My Target Is CEO

My Target Is CEO
Bab 75 ~ TOD



~ Happy Reading ~


          Setelah selesai makan. Beberapa menit kemudian Kaya beranjak dari kursinya. “Sudah malam Adrian, sebaiknya kita pulang!”


          “Kenapa buru-buru sekali Nyonya Kaya Dirgantara?!” Nusa tersenyum sambil meminum. Kaya langsung kembali duduk.


          “Sudah lama sekali kita tidak bermain Truth or Dare bersama Adrian, yah kan Lit?” Nusa menoleh Lita dengan senyum.


          “Iya benar,” senyum Lita.


          “Baiklah, bagaimana kita bermain Truth or Dare bersama anggota baru di sini?” tanya Nusa tersenyum.
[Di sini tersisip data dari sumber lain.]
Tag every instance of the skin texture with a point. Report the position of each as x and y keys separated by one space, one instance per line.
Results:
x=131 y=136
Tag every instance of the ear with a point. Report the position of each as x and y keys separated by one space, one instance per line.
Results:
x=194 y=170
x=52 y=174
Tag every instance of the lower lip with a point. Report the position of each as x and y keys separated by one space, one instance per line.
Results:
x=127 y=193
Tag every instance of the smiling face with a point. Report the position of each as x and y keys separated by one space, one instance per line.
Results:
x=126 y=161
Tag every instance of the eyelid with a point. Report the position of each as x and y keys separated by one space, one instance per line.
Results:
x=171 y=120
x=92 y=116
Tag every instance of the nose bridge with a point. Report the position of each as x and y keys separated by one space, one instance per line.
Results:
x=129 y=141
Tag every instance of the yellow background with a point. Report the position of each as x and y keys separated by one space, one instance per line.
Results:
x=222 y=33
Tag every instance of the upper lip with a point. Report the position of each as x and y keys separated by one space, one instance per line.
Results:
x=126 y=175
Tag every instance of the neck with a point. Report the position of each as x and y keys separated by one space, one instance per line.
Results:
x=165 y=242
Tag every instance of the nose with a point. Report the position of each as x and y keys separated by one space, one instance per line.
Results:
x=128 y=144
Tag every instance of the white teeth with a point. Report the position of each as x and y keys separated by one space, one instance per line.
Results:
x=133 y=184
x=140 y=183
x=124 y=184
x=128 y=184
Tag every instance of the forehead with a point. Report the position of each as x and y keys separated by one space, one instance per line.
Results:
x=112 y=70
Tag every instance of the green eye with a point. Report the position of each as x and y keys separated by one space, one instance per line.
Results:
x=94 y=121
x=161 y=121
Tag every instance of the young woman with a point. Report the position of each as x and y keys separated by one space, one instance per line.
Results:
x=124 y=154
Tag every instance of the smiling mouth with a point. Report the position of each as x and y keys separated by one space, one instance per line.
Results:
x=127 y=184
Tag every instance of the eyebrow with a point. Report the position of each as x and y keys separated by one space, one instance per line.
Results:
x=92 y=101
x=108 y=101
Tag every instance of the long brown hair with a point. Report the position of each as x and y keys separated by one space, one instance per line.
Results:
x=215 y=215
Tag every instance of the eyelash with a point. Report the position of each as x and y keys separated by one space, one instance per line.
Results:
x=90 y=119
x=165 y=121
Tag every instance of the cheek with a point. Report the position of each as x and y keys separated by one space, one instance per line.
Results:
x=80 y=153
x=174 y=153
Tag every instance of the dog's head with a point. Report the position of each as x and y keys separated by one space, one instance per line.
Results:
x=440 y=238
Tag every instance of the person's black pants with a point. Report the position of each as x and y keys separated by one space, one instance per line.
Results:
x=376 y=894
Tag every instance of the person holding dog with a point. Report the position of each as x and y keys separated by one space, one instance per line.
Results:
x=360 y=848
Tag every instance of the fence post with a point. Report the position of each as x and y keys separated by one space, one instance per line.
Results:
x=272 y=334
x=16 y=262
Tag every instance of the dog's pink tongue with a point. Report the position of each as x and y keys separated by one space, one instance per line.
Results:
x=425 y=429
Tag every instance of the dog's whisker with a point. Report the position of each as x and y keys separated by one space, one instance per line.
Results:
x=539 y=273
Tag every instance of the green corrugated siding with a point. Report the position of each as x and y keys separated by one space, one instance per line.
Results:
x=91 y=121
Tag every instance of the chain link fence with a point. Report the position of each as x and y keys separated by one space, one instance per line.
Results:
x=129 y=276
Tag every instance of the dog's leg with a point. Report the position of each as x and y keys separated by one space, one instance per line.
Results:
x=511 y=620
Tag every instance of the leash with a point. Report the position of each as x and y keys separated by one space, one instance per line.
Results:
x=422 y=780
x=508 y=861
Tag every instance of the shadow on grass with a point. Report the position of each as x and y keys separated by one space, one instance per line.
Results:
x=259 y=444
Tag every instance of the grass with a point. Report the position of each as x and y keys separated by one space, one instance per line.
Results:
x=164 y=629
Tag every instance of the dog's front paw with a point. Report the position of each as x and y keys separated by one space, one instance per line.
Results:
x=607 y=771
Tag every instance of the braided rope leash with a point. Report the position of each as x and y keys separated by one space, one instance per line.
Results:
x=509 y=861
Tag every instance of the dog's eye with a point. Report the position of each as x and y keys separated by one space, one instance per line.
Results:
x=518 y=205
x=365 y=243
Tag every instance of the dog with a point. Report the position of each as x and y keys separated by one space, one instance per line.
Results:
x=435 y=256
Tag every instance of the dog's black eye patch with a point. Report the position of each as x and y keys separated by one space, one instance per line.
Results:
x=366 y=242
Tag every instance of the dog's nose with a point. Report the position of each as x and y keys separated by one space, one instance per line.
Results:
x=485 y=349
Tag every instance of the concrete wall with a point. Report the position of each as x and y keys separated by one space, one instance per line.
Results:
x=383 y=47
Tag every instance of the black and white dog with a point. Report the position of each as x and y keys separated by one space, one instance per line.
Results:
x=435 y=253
          “Aku setuju Nus,” jawab Lita.


          “Bagaimana dengan kamu Adrian?” tanya Nusa tersenyum.


          “Baiklah, aku setuju.” Adrian tersenyum.


          “Kay, kamu enggak papa kan, ikut permainan ini?” tanya Adrian.
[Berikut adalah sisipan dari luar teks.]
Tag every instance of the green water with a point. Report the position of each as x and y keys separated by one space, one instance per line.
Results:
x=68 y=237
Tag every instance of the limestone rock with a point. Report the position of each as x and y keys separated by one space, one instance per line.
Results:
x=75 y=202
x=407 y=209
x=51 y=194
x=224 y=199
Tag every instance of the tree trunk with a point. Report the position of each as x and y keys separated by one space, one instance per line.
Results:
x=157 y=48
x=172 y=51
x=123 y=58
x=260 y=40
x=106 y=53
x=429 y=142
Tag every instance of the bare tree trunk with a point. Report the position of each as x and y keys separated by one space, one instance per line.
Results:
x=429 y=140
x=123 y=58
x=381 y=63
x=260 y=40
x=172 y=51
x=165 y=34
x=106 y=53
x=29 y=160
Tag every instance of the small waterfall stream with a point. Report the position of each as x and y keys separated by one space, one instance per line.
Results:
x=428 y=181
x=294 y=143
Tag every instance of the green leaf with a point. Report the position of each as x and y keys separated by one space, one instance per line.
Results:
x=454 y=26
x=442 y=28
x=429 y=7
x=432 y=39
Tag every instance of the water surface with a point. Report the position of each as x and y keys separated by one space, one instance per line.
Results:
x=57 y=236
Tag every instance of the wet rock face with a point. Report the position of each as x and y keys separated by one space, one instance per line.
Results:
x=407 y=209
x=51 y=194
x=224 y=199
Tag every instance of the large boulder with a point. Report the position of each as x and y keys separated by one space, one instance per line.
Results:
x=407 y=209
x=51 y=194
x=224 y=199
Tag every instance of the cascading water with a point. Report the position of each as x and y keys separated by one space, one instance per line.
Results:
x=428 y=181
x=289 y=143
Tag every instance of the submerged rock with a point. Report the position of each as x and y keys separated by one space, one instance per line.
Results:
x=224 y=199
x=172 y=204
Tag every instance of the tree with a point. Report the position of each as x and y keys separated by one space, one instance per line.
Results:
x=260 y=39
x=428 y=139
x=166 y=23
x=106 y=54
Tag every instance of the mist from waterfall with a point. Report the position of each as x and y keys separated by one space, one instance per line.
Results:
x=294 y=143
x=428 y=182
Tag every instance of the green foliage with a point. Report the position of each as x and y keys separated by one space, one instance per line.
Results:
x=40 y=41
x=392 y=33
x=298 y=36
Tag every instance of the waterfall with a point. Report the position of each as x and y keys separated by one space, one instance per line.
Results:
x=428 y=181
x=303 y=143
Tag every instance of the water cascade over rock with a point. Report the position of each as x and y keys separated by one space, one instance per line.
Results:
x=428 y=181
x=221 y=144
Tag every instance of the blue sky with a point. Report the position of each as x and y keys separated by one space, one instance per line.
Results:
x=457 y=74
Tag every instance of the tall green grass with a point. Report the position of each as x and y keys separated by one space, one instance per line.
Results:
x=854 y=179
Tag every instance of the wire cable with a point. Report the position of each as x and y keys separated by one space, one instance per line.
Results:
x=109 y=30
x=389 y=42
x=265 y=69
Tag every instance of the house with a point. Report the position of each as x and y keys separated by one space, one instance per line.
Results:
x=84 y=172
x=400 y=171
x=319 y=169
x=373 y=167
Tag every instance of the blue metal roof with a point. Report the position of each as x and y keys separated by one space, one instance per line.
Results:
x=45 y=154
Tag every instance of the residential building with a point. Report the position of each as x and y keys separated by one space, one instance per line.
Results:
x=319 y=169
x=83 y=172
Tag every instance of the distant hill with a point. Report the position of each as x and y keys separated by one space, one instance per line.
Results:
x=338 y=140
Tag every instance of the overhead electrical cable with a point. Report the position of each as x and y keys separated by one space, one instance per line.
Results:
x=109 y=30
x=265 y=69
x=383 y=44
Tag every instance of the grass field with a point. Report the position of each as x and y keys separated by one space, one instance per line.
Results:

          “Iya enggak papa,” senyum Kaya menoleh Adrian.


          Lita yang melihat mereka berdua saling tersenyum mulai merasa kesal dan rasanya ingin membalikkan meja kepada Kaya. Namun dia masih menahan emosinya dan menjaga sikapnya, seperti yang dibilang oleh Nusa.


Flash back ......


          Setelah Nusa sampai, Lita sudah duduk duluan dan melambaikan tangan kepada Nusa.


          “Hai Lit,”


          “Hai Nus,” sapa balik Lita.


          “Ada apa kamu menemuiku?” tanya Nusa sambil memanggil pelayan yang tidak jauh dengannya menggunakan tangan.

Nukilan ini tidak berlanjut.